On 02/04/2016 12:58 AM, Raghavendra Gowdappa wrote:


----- Original Message -----
From: "Vijay Bellur" <vbel...@redhat.com>
To: "Shyamsundar Ranganathan" <srang...@redhat.com>, "Raghavendra Gowdappa" 
<rgowd...@redhat.com>
Cc: "Gluster Devel" <gluster-devel@gluster.org>
Sent: Thursday, February 4, 2016 9:55:04 AM
Subject: Non-blocking lock for renames

DHT developers,

We introduced a non-blocking lock prior to a rename operation in dht and
fail the rename if the lock acquisition is not successful with 3.6. I
ran into an user in IRC yesterday who is affected by this behavior change:

"We're seeing a behavior in Gluster 3.7.x that we did not see in 3.4.x
and we're not sure how to fix it. When multiple processes are attempting
to rename a file to the same destination at once, we're now seeing
"Device or resource busy" and "Stale file handle" errors. Here's the
command to replicate it: cd /mnt/glustermount; while true; do
FILE=$RANDOM; touch $FILE; mv $FILE file-fv; done. The above command
would be ran on two or three servers within the same gluster cluster. In
the output, one would always be sucessfull in the rename, while the 2
other ones would fail with the above error."

The use case for concurrent renames was described as:

"we generate files and push them to the gluster cluster. Some are
generated multiple times and end up being pushed to the cluster at the
same time by different data generators; resulting in the 'rename
collision'. We use also the cluster.extra-hash-regex to make sure the
data is written in place. And this does the rename."

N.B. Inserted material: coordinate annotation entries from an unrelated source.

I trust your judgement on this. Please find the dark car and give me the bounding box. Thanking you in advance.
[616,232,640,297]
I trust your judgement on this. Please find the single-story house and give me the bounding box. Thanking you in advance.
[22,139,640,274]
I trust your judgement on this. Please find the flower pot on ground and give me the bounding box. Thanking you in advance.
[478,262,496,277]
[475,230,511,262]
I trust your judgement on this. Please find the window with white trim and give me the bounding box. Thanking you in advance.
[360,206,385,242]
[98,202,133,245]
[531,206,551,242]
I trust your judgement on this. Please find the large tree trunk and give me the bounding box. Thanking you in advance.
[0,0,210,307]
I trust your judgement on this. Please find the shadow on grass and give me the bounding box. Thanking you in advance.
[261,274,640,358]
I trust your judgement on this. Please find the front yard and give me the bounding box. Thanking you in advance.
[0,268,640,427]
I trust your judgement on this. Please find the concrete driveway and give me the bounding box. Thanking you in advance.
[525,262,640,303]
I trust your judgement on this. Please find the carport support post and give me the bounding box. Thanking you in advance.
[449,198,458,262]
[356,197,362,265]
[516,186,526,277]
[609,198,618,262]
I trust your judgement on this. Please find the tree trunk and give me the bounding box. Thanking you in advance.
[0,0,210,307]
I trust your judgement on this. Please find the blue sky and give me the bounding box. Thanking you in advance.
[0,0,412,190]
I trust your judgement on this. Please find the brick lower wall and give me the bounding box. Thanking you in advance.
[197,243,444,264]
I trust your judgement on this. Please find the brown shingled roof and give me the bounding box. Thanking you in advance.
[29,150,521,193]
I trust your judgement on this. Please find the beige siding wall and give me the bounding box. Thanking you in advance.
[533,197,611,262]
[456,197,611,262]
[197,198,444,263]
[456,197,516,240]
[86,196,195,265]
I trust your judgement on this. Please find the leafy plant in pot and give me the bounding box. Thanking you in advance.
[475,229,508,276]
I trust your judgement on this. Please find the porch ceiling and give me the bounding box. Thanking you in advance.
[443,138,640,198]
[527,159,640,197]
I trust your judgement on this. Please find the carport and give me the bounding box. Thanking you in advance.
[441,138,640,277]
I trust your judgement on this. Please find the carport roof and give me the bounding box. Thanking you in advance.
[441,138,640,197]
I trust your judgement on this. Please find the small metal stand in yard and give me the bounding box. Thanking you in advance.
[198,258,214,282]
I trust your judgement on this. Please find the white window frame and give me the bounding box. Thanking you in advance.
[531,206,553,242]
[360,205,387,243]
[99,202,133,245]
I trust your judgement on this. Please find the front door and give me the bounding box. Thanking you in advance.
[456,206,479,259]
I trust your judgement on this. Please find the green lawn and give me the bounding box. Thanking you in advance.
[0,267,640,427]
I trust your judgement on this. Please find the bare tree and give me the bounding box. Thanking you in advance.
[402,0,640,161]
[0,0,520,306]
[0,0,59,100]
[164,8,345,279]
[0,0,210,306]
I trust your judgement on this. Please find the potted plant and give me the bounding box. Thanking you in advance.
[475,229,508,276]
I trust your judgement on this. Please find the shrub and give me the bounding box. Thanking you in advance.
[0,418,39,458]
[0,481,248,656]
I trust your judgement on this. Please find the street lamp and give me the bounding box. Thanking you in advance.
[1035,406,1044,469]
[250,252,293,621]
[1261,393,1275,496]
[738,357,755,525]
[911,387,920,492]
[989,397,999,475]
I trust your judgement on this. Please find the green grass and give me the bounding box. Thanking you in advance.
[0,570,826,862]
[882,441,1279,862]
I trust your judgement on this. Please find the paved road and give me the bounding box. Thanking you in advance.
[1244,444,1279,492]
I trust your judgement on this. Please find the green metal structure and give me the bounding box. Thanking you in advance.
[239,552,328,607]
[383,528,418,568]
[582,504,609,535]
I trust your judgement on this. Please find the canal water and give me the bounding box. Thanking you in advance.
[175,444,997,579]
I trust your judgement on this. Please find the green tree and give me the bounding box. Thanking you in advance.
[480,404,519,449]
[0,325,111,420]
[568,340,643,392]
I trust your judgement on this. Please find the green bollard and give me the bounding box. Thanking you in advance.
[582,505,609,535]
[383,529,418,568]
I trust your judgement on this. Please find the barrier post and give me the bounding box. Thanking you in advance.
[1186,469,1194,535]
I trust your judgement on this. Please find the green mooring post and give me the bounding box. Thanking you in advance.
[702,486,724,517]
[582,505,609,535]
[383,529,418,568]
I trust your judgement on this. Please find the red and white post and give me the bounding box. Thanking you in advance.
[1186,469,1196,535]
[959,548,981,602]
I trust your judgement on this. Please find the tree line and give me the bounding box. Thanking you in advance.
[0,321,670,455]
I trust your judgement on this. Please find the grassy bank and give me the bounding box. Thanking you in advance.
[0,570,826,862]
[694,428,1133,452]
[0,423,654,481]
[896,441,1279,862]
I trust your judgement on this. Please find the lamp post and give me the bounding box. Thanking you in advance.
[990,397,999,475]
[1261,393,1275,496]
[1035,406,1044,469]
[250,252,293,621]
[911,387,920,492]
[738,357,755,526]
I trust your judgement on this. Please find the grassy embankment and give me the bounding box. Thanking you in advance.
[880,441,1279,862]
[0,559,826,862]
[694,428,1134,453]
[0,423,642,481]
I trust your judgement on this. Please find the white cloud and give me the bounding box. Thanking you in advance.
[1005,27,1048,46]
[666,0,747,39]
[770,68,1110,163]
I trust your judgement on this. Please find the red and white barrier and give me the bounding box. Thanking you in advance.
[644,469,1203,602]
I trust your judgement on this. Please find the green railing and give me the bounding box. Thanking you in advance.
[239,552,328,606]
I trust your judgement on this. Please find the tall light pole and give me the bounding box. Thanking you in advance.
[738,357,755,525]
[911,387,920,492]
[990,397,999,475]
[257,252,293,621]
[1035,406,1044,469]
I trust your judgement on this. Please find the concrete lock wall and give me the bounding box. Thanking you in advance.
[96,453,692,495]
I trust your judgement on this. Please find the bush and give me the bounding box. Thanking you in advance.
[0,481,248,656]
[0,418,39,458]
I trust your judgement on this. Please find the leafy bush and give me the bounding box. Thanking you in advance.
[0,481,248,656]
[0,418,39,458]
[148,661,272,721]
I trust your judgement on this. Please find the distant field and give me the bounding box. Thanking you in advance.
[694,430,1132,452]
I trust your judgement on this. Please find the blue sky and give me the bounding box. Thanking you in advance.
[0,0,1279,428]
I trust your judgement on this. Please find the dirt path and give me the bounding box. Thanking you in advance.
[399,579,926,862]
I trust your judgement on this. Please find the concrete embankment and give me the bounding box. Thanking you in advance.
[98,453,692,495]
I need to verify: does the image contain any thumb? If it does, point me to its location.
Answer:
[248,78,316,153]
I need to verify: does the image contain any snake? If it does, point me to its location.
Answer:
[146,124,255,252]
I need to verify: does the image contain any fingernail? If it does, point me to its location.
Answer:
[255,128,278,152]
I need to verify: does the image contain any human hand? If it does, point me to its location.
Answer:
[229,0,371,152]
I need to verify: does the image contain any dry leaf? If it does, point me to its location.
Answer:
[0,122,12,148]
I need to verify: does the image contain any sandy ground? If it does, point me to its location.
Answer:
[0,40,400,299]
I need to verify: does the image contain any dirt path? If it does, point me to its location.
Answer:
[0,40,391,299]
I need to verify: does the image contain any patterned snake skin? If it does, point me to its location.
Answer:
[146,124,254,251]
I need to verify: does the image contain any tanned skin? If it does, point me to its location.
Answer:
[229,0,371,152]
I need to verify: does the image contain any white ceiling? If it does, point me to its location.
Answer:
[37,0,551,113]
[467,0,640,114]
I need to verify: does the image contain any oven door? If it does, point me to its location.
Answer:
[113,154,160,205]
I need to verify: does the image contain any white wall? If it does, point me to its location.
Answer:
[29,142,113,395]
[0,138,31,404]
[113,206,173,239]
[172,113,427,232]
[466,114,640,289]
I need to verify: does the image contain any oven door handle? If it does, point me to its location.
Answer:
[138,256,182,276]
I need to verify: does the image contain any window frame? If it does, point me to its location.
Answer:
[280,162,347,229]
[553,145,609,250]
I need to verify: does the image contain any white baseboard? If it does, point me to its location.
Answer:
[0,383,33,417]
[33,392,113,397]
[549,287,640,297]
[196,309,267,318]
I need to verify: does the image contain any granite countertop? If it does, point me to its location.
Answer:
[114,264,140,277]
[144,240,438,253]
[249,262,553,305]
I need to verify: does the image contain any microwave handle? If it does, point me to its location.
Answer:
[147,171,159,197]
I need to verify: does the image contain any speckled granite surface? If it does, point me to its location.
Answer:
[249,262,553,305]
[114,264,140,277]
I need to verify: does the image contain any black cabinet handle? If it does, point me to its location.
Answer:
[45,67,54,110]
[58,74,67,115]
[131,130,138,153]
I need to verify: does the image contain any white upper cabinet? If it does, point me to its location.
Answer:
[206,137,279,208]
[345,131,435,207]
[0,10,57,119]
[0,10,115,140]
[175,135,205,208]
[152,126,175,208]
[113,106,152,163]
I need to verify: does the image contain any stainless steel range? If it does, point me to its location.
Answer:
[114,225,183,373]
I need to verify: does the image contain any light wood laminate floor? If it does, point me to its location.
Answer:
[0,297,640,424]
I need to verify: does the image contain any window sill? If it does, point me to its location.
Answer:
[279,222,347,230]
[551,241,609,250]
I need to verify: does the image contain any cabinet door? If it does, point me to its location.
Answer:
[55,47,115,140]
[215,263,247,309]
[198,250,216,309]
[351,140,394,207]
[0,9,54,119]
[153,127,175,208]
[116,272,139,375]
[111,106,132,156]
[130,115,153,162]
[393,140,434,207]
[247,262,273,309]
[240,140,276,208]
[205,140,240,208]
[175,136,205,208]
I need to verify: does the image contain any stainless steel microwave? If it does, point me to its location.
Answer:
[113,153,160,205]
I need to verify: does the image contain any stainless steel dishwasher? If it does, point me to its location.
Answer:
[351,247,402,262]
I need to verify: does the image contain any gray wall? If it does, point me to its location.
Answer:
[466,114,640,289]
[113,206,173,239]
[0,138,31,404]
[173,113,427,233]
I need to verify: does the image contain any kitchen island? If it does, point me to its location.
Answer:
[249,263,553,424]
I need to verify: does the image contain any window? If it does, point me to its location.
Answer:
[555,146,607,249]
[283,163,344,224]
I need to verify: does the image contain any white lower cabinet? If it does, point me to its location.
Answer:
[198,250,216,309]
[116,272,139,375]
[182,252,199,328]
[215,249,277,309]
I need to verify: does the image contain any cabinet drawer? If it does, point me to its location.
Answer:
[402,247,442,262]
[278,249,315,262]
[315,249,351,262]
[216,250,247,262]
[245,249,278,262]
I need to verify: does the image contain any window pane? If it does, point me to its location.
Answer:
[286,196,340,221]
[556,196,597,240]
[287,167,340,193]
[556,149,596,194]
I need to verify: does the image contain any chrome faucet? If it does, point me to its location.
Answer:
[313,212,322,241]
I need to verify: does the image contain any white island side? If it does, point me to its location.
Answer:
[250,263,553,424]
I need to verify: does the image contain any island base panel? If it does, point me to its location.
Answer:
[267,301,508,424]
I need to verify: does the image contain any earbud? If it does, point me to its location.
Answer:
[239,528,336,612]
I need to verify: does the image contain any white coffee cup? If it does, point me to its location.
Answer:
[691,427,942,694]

Is a non-blocking lock essential? Can we not use a blocking lock instead
of a non-blocking lock or fallback to a blocking lock if the original
non-blocking lock acquisition fails?

This lock synchronizes:
1. rename from application with file migration from rebalance process [1].
2. multiple renames from application on same file.

I think lock is still required for 1. However, since migration can potentially 
take large time, we chose a non-blocking lock to make sure application is not 
blocked for longer period.

Since rebalance involves reduced performance and if performance/latency is the only reason why we have non-blocking locks, I would prefer that we block a rename during rebalance and preserve application continuity.


The case 2 is what causing the issue mentioned in this thread. We did see some 
files being removed with parallel renames on the same file. But, by the time we 
had identified that its a bug in 'mv' (mv issues an unlink on src if src and 
dst happens to be hardlinks [2]. But test for hardlink check and unlink are not 
atomic. Dht breaks rename into a series of links and unlinks), we had 
introduced synchronizing b/w renames. So, we have two options:

1. Use different domains for use cases 1 and 2 above. With different domains, 
use-case 2 above can be changed to use blocking locks. It might not be 
advisable to use blocking locks for use-case 1.
2. Since we identified the issue is with mv (I couldn't find another bug we 
filed on mv, but [2] is close to it), probably we don't need locking in 2 at 
all.

Suggestions?

I would still preserve locking for 2. as the mv fixes are unlikely to hit all releases of all distributions. If we change the rename lock to be blocking, I feel that we would be covering both 1. and 2. while preserving application continuity.